Ambitions de carrière, projets personnels, responsabilités familiales… Les jeunes parents d’aujourd’hui doivent jongler avec de nombreux projets, pas toujours compatibles. Cette « course à la performance » nécessite souvent de réévaluer leurs objectifs professionnels et personnels. Il est vrai que les hommes contribuent plus qu’auparavant aux soins des enfants, d’après une récente littérature scientifique. Pourtant, les jeunes mamans restent majoritairement chargées des travaux domestiques et des responsabilités familiales. Ce sont elles, finalement, qui font le plus de compromis pour faciliter leur présence auprès des enfants[1].
De quelles façons ces jeunes femmes s’engagent-elles dans leur double carrière de maman-travailleuse?

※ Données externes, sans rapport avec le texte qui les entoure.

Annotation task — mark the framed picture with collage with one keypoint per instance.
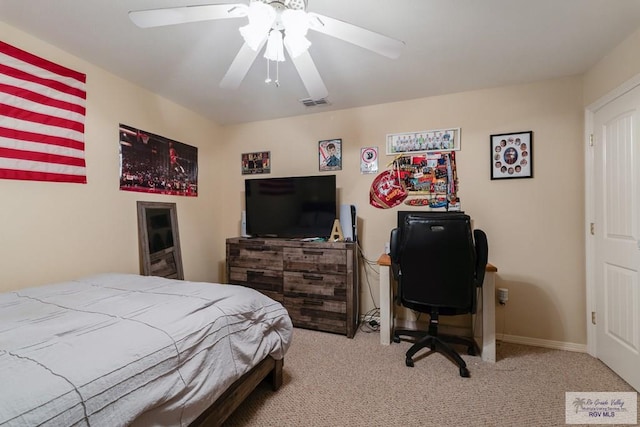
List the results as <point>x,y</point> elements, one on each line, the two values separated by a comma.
<point>511,155</point>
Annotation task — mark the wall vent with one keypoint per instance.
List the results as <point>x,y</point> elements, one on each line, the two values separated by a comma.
<point>308,102</point>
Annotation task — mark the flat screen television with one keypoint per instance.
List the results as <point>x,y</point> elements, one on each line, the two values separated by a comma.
<point>291,207</point>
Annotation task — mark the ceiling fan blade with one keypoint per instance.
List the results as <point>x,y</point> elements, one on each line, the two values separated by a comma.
<point>375,42</point>
<point>309,75</point>
<point>181,15</point>
<point>240,66</point>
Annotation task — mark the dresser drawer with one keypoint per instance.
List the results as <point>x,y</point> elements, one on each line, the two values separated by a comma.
<point>269,282</point>
<point>314,260</point>
<point>255,254</point>
<point>320,314</point>
<point>325,286</point>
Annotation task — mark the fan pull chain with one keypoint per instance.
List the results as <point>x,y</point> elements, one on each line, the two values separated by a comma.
<point>268,79</point>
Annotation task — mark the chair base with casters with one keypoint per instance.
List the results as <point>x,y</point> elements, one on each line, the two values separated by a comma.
<point>437,342</point>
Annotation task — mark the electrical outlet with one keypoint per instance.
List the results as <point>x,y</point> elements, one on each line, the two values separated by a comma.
<point>503,295</point>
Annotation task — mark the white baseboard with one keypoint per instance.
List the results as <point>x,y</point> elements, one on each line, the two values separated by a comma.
<point>537,342</point>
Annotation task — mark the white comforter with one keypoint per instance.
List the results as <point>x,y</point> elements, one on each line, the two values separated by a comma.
<point>119,349</point>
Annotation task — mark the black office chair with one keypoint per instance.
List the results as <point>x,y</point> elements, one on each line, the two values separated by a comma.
<point>438,268</point>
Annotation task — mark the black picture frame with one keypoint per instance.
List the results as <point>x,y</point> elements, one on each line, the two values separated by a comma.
<point>511,155</point>
<point>330,155</point>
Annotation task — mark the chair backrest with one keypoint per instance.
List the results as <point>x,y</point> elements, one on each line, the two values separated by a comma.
<point>437,262</point>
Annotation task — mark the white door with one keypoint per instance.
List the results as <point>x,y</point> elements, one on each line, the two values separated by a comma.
<point>617,235</point>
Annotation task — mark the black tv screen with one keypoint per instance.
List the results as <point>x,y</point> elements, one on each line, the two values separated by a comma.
<point>291,207</point>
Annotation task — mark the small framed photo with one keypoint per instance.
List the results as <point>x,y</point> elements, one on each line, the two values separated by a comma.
<point>330,154</point>
<point>259,162</point>
<point>512,155</point>
<point>369,160</point>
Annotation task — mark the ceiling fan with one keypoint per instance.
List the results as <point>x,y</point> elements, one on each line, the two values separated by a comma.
<point>278,24</point>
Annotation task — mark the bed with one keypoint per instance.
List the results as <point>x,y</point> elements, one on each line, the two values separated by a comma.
<point>119,349</point>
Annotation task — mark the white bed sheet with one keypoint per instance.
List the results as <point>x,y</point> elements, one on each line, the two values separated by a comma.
<point>119,349</point>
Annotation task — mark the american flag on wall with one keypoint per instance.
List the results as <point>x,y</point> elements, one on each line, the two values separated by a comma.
<point>42,109</point>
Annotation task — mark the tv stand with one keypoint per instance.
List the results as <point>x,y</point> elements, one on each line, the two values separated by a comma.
<point>315,281</point>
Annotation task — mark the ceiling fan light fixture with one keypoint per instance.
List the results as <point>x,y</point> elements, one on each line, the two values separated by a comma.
<point>261,18</point>
<point>275,48</point>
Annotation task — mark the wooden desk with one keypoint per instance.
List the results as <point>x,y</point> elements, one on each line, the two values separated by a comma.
<point>484,319</point>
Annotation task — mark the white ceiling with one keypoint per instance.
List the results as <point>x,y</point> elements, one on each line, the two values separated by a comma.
<point>451,46</point>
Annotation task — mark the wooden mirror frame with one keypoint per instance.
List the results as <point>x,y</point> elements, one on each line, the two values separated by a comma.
<point>159,240</point>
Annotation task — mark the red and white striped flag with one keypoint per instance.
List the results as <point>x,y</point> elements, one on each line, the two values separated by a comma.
<point>42,109</point>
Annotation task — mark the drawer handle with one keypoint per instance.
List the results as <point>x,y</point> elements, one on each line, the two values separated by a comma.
<point>313,252</point>
<point>255,273</point>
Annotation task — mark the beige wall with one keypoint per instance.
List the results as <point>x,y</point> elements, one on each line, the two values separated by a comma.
<point>535,226</point>
<point>52,232</point>
<point>620,65</point>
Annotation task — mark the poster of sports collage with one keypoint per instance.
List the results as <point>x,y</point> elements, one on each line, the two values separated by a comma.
<point>423,171</point>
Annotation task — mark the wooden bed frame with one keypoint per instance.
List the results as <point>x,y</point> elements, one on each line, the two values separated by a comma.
<point>224,406</point>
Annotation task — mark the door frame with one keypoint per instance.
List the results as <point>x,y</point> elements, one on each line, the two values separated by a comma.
<point>589,200</point>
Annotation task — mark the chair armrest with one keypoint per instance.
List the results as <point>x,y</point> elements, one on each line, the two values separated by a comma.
<point>482,255</point>
<point>394,248</point>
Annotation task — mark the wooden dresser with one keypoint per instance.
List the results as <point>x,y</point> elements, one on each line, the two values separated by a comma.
<point>315,281</point>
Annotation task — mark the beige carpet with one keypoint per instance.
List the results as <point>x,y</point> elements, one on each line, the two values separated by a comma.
<point>330,380</point>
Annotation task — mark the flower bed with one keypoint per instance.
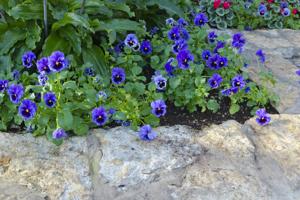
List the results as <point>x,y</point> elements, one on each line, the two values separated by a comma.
<point>252,14</point>
<point>183,64</point>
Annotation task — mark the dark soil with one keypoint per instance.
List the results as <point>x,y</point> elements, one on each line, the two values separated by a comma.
<point>199,120</point>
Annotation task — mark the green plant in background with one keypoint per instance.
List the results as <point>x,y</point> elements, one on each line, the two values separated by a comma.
<point>73,83</point>
<point>252,14</point>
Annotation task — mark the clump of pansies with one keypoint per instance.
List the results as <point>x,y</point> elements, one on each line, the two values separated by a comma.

Dans le cadre du projet de recherche « Vies de familles rimouskoises », les auteurs ont rencontré 39 femmes ayant au moins un enfant en bas âge. La plupart travaillent, quelques-unes sont en congé de parentalité ou ont quitté leur emploi pour s’occuper de leurs enfants. Ces entretiens ont permis de dégager « trois parcours différents d’engagement dans la maternité » : les mères « traditionnelles » (20), « contemporaines » (9) et « alternatives » (10).
Mère avant tout
Les « traditionnelles » représentent une vision plutôt classique de la vie de famille, où la femme tient une place centrale. Leur épanouissement passe avant tout par leur rôle de mère. Fonder une famille est donc vécu comme une priorité.
« C’était comme un but dans ma vie. Je me disais vraiment que ma vie n’allait pas être réussie si je n’avais pas d’enfant. » – Travailleuse autonome, 1 enfant.
L’une des conditions de leur « idéal familial » est une présence importante auprès des enfants.
« Un papa présent, mais qui apporte du pain sur la table. Peut-être le père qui travaille pour nourrir sa famille pis la maman à la maison pour élever ses enfants. […] Puis, dans la limite du possible, avant deux ans, je n’enverrais pas mes enfants à la garderie. » – Mère à la maison, 4 enfants.
Les « traditionnelles » valorisent beaucoup les compromis professionnels et personnels, pour le bien-être de leurs enfants. La majorité occupe un emploi, mais selon des conditions plus souples que leur conjoint.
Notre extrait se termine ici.